Cyprus will be supportive in the effort of Greece to achieve a restructuring of the terms, so that the debt can be sustainable, President Nicos Anastasiades said on Monday as he prepared to take part in the special EU Summit in Brussels on Tuesday with regard to the developments in Greece.
In his remarks to reporters, at the Presidential Palace, Anastasiades said that “the first thing (that I want to point out) is the absolute respect for the decision of the Greek people, not only from us, but also from all Europeans and in particular from all the European governments.”
“The second thing that I ought to recognise, is the positive approach of the Prime Minister (Alexis Tsipras) that the predominance of the ‘no’ vote does not mean, in any way, the exit of Greece from the euro.”
Throughout recent weeks, and in particular in the lead up to Sunday’s referendum, where 61% of the country voted to reject the higher taxes and extended austerity in exchange for a substantial reform and debt repayment programme, the Cyprus government has expressed its support to Greece, at the same time calling on Athens to adopt an economic adjustment programme.
Even Finance Minister Haris Georghiades said that Cyprus was prepared to forgive its share of Greece’s foreign debt, accounting for about EUR 330 mln, as long as Athens proceeded with some form of restructuring and negotiation with the ‘institutions’ of the European Commission, the European Central bank and the International Monetary Fund.
Similar to other EU periphery states, Cyprus has been praised for its progress in introducing reforms, cutting down fiscal spending and encouraging privatisation in an effort to lower its own debt, of which EUR 10 bln has been earmarked as the bailout programme with the Troika of international lenders.
However, one Cyprus bank had to close and another sought a depositor rescue in the form of a ‘bail in’ and eventually brought in new investors, when Cyprus banks were exposed to EUR 4.5 bln toxic Greek government bonds that were written down by universal agreement among Eurozone leaders in 2011. Cypriot banks also lost their entire branch networks in Greece that were subsequently seized by the central bank of Greece.
Comminting on Sunday’s referendum outcome, President Anastasiades noted “the decisiveness with which the Greek government is undertaking the initiatives in order to achieve an agreement that will meet the targets, which must also be the targets of Europe as well.”
“First, an agreement that will take into consideration the social repercussions and in particular the human crisis that Greece is facing, whereas a second element is the growth that must be achieved through special resources.
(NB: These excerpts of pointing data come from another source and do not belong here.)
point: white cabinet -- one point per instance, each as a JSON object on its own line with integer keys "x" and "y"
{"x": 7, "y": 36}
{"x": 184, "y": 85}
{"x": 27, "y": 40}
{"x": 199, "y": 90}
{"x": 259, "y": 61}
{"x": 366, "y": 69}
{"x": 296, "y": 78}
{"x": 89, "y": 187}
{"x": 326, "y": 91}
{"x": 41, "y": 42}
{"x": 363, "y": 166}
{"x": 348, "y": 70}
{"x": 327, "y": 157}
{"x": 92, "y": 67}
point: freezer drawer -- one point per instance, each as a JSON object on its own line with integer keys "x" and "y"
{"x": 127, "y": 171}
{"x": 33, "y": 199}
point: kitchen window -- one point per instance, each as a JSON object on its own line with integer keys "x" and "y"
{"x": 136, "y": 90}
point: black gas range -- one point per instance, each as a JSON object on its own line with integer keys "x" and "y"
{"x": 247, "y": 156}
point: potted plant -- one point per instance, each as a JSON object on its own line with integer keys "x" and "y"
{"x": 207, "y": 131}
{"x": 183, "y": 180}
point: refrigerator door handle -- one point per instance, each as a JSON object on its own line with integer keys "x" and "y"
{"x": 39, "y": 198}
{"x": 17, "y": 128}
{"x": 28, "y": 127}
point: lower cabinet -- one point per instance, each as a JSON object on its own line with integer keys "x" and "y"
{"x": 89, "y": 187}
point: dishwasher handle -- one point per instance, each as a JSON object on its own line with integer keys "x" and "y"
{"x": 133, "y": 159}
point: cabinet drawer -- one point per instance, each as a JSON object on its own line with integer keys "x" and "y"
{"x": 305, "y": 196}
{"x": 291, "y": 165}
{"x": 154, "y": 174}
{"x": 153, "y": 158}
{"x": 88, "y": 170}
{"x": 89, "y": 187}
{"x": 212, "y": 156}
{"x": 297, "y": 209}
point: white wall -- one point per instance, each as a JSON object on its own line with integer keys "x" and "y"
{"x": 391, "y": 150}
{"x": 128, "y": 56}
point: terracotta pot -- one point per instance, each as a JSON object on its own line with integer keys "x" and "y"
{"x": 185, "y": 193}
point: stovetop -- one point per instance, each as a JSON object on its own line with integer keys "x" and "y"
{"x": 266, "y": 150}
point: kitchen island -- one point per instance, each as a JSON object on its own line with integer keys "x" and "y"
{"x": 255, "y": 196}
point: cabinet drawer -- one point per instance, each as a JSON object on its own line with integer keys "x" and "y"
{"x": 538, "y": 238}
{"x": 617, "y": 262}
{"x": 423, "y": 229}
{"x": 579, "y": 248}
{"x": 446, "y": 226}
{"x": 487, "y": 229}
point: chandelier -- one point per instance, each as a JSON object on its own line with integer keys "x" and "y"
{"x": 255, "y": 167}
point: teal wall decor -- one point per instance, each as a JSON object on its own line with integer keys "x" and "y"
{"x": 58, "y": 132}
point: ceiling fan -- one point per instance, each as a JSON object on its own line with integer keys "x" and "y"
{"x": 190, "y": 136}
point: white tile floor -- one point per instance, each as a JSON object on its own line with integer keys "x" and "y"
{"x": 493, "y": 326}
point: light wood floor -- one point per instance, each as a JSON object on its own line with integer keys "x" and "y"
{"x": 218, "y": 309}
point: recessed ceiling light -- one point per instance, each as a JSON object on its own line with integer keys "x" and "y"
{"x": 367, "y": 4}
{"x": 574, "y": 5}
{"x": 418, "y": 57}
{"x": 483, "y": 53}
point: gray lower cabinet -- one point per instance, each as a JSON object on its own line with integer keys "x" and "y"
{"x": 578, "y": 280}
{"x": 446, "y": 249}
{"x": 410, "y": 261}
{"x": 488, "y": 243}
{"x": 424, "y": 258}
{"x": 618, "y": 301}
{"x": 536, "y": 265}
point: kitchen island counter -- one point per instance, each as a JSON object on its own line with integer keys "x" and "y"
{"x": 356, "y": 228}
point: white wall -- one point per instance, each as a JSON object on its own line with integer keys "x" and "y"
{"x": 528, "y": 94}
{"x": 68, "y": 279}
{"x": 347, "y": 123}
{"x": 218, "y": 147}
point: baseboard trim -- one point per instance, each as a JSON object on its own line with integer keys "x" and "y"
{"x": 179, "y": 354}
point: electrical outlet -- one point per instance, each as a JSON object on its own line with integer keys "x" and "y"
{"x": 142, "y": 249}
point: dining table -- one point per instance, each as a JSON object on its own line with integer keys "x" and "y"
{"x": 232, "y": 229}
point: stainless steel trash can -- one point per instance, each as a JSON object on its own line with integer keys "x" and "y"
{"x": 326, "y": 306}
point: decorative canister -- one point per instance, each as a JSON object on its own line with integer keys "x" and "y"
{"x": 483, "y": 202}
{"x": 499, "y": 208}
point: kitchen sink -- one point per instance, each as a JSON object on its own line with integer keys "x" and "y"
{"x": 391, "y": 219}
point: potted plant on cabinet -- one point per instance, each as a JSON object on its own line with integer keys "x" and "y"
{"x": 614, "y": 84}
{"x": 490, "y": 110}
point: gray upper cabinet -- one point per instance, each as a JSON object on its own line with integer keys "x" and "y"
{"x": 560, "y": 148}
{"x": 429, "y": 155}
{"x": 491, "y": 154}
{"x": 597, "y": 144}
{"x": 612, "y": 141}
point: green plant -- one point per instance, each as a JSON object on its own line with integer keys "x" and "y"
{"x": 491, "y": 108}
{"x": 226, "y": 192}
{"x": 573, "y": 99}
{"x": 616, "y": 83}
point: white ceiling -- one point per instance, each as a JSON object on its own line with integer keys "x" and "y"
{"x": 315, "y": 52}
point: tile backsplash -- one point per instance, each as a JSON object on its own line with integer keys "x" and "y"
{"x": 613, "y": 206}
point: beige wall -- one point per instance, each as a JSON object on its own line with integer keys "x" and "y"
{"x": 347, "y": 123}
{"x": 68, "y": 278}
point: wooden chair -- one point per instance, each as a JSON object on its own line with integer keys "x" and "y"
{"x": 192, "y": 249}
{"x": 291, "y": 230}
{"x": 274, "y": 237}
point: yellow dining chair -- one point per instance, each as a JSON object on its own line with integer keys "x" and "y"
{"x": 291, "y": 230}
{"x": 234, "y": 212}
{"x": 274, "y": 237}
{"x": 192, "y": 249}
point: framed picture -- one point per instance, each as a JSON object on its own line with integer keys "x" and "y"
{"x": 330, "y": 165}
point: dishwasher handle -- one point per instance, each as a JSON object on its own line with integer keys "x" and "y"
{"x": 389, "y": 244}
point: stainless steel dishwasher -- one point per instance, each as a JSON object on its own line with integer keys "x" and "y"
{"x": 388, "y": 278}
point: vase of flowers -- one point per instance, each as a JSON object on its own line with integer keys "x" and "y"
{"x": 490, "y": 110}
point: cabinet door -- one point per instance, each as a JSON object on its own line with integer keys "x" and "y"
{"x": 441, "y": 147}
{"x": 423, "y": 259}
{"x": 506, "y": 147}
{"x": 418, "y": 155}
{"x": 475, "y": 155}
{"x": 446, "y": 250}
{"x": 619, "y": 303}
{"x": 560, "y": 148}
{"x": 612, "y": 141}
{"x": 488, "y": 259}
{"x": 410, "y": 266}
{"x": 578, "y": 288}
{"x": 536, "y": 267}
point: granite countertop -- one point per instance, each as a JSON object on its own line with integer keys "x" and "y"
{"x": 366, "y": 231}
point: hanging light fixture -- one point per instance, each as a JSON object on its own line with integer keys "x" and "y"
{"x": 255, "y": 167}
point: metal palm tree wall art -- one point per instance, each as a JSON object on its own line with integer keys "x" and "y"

For both, what is required, in my view, at the present stage, is for the unsustainability of the Greek debt to be taken into consideration.”
He called on all parties to achieve, “at the earliest possible, an agreement that will keep Greece in the EU, keep Greece in the euro, and create prospects that will safeguard the future and better conditions for Hellenism.”
“We will be supportive in the effort of Greece to achieve a restructuring of the terms so that the debt can be sustainable; to achieve through announcements by (Commission President Jean Claude) Juncker himself as well, significant investments from funds that Greece is entitled to, so that the investment can take place, and to have terms that will at long last take into consideration the human crisis that the country is facing today”.